It is amazing to me how much clutter people can accumulate. On occasion I watch “Clean Sweep,” a television show where designers and professional organizers go into homes of people who have clutter. And I am not just talking about a few things. I am talking about rooms that they can barely walk through. The place is a mess and just looks chaotic. When the mess is all cleaned and they have gotten rid of the majority of stuff, every client admits they feel less stressed and more in control. Clutter is chaos out in the open. Clutter is simply an outward manifestation of what is happening on the inside. If there is clutter and chaos on the outside, you can bet that there is confusion and chaos on the inside.
Clutter is a representation of what is happening in our lives. Perhaps we are trying to bury ourselves, literally, so that we don’t have to face other problems. Perhaps the clutter is a protection mechanism, with lots of clutter no one can get close. Whatever the clutter is keeping you from facing, dealing with or protecting you from, it is also holding you back. Clutter keeps us in confusion and chaos, and there is no way we can be our best with so much clutter.

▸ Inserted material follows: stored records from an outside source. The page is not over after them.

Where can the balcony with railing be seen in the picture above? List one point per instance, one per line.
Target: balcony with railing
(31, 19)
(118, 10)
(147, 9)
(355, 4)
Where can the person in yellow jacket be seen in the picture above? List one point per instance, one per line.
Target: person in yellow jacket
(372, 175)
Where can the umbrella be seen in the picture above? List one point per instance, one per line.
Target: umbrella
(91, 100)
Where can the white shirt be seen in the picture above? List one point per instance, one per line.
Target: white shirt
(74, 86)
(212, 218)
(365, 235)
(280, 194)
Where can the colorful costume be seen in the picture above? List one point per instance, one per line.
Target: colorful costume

As my friend Debra Clem would say, “It is crazy making.” That is so true about clutter. It will drive us crazy, and can become so overwhelming we don’t even know where to start. Clutter is one of my things I deal with and I use clutter as a gage to tell me when I am becoming overstressed and overwhelmed. When the clutter starts appearing, I know it is a sign. However, I no longer let it get out of control. I deal with it by filing, putting away and sometimes even throwing stuff away. I no longer feel compelled to keep things that I don’t love and I don’t use. As the organizer on Clean Sweep says, “Just because your mother gave it to you doesn’t mean you have to keep it.” The memories are in our head, not in the object. My rule of thumb is I only keep things I love and everything must have a home. I no longer have a junk drawer that is just creating a place to store junk. If I don’t love it and use it, I don’t keep it.

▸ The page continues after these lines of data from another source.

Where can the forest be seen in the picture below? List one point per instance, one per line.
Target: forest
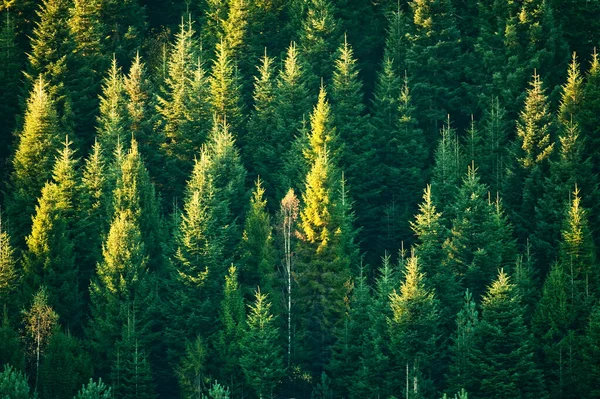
(364, 199)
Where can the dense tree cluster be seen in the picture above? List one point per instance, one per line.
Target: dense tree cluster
(303, 198)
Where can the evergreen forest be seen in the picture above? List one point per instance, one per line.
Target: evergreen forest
(311, 199)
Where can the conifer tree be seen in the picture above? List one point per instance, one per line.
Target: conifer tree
(90, 59)
(51, 55)
(141, 113)
(94, 210)
(11, 344)
(130, 373)
(49, 259)
(39, 325)
(93, 390)
(506, 366)
(119, 288)
(65, 366)
(32, 162)
(480, 239)
(432, 63)
(225, 89)
(319, 37)
(447, 170)
(134, 192)
(413, 328)
(531, 157)
(259, 145)
(229, 339)
(183, 111)
(11, 61)
(9, 274)
(112, 120)
(463, 363)
(262, 360)
(257, 253)
(13, 384)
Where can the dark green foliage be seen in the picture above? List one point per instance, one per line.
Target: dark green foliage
(13, 384)
(262, 358)
(93, 390)
(65, 367)
(506, 364)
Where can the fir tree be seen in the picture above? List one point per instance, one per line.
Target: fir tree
(256, 249)
(32, 162)
(319, 36)
(262, 360)
(93, 390)
(413, 328)
(230, 337)
(13, 384)
(506, 366)
(225, 89)
(112, 122)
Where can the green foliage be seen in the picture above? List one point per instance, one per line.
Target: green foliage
(13, 384)
(32, 162)
(262, 359)
(413, 327)
(93, 390)
(506, 364)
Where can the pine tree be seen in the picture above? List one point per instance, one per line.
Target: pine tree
(51, 56)
(506, 367)
(319, 37)
(119, 288)
(225, 89)
(112, 121)
(463, 364)
(9, 274)
(134, 192)
(11, 61)
(184, 115)
(480, 239)
(65, 367)
(94, 208)
(39, 324)
(257, 253)
(13, 384)
(49, 259)
(93, 390)
(259, 145)
(262, 360)
(90, 59)
(32, 162)
(531, 152)
(229, 339)
(413, 329)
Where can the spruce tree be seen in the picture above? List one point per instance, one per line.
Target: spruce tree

Clutter is keeping you in chaos. Get rid of the clutter and you will reduce the chaos on the outside and the inside, and perhaps even rid yourself of it completely. Figure out why you must hold on to everything, and then get the help you need to move it out. Don’t try to do this alone. Clutter can have some real emotional baggage attached to it. Get the help of a professional organizer or a counselor, therapist or coach, that can help you move beyond your clutter.
A year ago I worked with a client with major clutter concerns. I coached her to hire a professional organizer, as I had done – and it truly changed my life. My client was so attached to her clutter that she would run out to the garbage after the organizer left and take the junk out of the trash. The organizer had to start taking the bags of clutter with her when she left. Eventually my client let go and now lives a calmer more organized life.
If you hold on to clutter, it means you are holding onto past issues, hurts and pain from the past, or perhaps you don’t want to face the future. Whatever the clutter represents, until you get rid of it you can’t handle the real issues and move on. Letting go of clutter is about reclaiming your life.